An der 137. Generalversammlung des Vereins Kloster Fischingen waren die schlechten Finanzen das Thema schlechthin. Aber das Gute wollte ebenso betont werden und davon gab es auch reichlich. Der gesamte Vorstand wurde in seinen Ämtern bestätigt, zudem wird er durch zwei Neugewählte ergänzt. 108 von aktuell 410 Mitgliedern des Vereins Kloster Fischingen versammelten sich am Freitagabend in der Klosterbibliothek und verfolgten die musikalisch umrahmte Generalversammlung. Seit 2015 stagniert diese Zahl aber bei etwas über 400.» Dies sei ein Aspekt der genaustens verfolgt werden muss. «Denn», so betonte Klosterdirektor Werner Ibig, «konnte man in den Jahren 2011 bis und mit 2015 stets neue Mitglieder generieren, wir wuchsen kontinuierlich

Nicht überall befriedigend
An Durchhalteparolen mangelt es dem Verein wahrlich nicht und leicht hat er es sowieso nicht. Denn die roten Zahlen drücken auf das Gemüt, kleinzukriegen ist der Verein aber nicht; noch nicht. «Jahre kommen, Jahre gehen und mit ihnen die Sorgen, Probleme aber auch die Freuden», sagte Roman Müggler, Vereinspräsident. Trotz dem Wellengang dem das Vereinsschiff ausgesetzt ist herrscht keine Tristesse.

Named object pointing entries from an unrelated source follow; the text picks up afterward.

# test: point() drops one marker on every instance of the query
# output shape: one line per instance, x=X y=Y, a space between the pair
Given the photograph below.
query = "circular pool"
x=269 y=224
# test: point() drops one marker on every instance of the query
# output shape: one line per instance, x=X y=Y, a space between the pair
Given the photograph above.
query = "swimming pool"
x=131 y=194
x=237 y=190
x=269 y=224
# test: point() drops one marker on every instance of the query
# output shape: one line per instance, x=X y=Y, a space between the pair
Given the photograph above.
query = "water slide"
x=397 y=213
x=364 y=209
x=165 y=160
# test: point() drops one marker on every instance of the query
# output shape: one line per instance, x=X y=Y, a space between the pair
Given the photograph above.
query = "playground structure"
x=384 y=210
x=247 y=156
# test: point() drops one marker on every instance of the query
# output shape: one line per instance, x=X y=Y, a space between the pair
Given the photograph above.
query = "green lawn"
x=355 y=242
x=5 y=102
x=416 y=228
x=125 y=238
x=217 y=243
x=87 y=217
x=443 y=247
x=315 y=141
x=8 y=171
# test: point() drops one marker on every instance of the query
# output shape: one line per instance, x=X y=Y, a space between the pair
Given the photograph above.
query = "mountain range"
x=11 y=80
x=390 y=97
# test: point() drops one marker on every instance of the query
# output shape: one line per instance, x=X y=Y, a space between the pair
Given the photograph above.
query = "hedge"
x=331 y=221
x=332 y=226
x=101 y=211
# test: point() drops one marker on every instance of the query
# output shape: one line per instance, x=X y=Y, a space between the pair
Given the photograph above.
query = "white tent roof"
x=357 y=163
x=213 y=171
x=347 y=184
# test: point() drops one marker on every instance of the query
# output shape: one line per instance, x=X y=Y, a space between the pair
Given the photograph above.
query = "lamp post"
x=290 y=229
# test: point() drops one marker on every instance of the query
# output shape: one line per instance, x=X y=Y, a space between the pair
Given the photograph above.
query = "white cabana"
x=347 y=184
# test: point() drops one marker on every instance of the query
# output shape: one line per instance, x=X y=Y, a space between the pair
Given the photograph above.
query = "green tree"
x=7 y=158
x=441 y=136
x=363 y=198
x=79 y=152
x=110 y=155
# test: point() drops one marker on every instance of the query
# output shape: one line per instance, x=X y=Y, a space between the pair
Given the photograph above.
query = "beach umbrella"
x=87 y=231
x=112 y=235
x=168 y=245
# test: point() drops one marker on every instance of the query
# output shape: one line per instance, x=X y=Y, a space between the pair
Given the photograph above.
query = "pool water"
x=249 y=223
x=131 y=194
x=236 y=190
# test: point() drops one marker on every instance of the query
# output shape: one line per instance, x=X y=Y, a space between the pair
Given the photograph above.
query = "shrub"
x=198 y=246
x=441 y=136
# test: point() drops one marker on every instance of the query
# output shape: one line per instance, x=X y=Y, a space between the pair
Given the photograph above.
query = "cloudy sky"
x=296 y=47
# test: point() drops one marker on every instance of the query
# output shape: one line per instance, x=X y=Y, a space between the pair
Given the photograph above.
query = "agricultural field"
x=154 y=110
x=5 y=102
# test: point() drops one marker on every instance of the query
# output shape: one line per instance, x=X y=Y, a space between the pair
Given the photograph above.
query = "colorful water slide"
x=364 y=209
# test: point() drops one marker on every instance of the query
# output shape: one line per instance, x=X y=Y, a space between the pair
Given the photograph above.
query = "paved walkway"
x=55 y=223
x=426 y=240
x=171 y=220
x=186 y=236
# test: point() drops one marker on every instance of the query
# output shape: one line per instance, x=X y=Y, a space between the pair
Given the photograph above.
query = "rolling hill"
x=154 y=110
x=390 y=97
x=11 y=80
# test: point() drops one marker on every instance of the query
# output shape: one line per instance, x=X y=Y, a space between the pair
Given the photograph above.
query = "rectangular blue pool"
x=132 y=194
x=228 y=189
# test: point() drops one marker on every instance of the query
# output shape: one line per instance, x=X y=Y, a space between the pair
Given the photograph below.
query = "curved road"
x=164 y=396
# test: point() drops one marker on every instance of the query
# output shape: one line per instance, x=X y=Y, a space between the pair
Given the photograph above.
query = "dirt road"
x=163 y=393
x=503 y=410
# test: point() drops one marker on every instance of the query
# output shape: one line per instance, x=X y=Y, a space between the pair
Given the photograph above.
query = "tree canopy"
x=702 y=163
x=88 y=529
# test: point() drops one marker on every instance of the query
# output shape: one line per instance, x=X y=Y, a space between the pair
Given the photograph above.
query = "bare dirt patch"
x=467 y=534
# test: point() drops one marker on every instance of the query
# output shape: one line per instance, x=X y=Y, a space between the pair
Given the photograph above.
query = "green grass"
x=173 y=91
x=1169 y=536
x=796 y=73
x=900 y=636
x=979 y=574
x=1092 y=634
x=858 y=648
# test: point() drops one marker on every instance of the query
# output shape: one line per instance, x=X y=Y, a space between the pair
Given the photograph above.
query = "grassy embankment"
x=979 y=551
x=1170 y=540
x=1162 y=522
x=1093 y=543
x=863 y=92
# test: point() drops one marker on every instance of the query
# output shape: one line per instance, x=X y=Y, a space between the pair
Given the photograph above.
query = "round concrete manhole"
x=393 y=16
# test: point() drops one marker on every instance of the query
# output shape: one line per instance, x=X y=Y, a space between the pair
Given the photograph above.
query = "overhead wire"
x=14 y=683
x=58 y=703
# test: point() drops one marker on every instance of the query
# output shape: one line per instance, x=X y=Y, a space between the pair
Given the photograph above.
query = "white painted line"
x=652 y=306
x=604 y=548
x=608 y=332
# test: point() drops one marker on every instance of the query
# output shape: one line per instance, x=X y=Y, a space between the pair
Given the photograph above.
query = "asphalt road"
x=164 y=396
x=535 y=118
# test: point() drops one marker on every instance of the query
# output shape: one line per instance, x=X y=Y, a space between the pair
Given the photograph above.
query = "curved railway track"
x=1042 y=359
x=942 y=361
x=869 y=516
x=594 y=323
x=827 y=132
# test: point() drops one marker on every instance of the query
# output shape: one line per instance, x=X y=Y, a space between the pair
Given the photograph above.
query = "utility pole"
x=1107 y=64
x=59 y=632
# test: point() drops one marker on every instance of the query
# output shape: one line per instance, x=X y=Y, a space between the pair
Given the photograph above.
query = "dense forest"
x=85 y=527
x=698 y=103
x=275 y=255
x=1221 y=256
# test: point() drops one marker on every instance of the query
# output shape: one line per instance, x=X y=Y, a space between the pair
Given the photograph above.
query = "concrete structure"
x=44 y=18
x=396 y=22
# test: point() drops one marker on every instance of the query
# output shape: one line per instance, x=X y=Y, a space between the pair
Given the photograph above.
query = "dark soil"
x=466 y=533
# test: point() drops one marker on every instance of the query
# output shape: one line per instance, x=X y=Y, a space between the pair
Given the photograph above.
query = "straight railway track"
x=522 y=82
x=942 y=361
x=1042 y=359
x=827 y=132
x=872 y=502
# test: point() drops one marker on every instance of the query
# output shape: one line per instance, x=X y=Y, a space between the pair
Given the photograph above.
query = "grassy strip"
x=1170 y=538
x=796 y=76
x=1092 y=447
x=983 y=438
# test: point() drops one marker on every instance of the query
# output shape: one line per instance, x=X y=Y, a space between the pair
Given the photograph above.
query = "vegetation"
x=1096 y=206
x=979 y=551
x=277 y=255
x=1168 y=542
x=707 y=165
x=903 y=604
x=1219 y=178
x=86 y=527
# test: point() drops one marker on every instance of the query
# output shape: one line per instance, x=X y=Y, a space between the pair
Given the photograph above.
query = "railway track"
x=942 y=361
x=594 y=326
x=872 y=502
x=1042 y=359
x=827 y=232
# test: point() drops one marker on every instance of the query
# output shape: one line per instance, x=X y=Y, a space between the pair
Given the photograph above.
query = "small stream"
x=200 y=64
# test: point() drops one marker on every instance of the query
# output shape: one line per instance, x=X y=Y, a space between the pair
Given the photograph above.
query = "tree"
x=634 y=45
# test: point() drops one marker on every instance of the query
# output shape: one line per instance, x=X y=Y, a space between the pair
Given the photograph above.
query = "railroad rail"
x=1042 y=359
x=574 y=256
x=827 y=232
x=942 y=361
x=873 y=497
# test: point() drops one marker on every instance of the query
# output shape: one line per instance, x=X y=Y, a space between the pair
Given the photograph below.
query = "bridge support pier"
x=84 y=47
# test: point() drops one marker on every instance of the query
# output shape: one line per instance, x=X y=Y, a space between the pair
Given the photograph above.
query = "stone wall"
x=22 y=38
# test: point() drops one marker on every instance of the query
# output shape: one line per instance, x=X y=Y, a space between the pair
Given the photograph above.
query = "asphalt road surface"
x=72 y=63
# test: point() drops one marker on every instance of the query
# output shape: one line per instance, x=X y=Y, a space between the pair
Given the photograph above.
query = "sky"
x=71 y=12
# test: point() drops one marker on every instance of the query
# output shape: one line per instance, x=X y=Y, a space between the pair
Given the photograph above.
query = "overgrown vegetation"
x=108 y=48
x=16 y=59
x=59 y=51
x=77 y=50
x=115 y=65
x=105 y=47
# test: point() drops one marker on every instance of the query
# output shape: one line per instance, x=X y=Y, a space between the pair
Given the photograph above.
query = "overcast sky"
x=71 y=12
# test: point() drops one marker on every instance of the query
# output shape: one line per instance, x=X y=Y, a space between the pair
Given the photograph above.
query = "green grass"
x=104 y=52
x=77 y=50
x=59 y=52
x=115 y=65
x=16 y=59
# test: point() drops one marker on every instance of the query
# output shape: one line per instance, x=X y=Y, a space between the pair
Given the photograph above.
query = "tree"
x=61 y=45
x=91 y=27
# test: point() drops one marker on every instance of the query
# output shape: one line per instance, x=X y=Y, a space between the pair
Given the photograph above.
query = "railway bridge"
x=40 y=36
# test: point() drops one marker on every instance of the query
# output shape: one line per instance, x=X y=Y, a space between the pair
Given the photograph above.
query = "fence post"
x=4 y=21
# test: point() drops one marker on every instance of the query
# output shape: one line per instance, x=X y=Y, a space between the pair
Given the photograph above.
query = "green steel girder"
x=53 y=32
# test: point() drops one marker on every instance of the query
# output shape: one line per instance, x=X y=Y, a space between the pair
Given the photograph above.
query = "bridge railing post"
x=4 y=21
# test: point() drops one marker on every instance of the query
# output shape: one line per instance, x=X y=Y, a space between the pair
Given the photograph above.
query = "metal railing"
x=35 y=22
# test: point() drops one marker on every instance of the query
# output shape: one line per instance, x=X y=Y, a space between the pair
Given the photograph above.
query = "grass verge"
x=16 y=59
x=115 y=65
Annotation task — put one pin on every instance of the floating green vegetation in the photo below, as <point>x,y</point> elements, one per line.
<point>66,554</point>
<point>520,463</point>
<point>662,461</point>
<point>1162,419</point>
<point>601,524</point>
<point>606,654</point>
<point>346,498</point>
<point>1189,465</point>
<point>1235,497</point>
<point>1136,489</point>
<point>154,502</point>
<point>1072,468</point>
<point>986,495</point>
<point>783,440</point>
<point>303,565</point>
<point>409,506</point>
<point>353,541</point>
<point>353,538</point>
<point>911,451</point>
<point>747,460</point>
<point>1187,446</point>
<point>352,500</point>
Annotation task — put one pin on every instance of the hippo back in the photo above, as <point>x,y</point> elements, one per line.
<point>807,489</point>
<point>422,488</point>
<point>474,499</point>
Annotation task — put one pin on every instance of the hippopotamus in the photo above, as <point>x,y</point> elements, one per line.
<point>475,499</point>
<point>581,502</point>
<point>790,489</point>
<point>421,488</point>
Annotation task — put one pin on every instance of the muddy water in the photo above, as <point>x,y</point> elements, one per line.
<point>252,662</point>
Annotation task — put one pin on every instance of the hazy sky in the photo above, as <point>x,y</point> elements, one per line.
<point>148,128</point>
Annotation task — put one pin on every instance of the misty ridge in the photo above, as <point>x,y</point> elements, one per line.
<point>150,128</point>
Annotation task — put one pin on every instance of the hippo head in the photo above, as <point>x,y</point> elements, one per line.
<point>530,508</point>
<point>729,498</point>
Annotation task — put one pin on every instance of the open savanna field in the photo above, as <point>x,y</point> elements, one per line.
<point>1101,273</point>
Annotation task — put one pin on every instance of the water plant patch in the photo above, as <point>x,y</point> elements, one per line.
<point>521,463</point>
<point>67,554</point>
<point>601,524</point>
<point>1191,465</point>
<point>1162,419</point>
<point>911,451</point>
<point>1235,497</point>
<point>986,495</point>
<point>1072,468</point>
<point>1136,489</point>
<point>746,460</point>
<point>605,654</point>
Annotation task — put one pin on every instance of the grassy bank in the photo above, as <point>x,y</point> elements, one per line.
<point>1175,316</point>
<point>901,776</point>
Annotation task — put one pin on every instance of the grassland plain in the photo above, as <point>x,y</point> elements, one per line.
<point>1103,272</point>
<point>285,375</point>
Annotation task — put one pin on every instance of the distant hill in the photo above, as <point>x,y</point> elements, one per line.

Müggler betonte immer wieder die tollen Leistungen verschiedenster Personen, die in das Ganze mit involviert sind. So sagte er, dass auch hinter schlechten Zahlen grossartige Leistungen von vielen Personen stecken können. «Befriedigend ist die Situation aber beileibe nicht. So sei an dieser Stelle noch einmal betont, dass wir weder von kirchlichen, noch von staatlichen Institutionen in irgendeiner Form einen Betriebsbeitrag erhalten – das ist eine unbefriedigende Situation.»

Seit Jahren ein strukturelles Defizit
Werner Ibig erörterte das Wichtigste aus der Jahresrechnung 2016, welche mit einem Defizit von 600'000 Franken abgeschlossen hat. «Seit Jahren beschäftigt uns ein strukturelles Defizit im Bereich von 400'000 Franken. 2016 liegt es leider noch einmal höher.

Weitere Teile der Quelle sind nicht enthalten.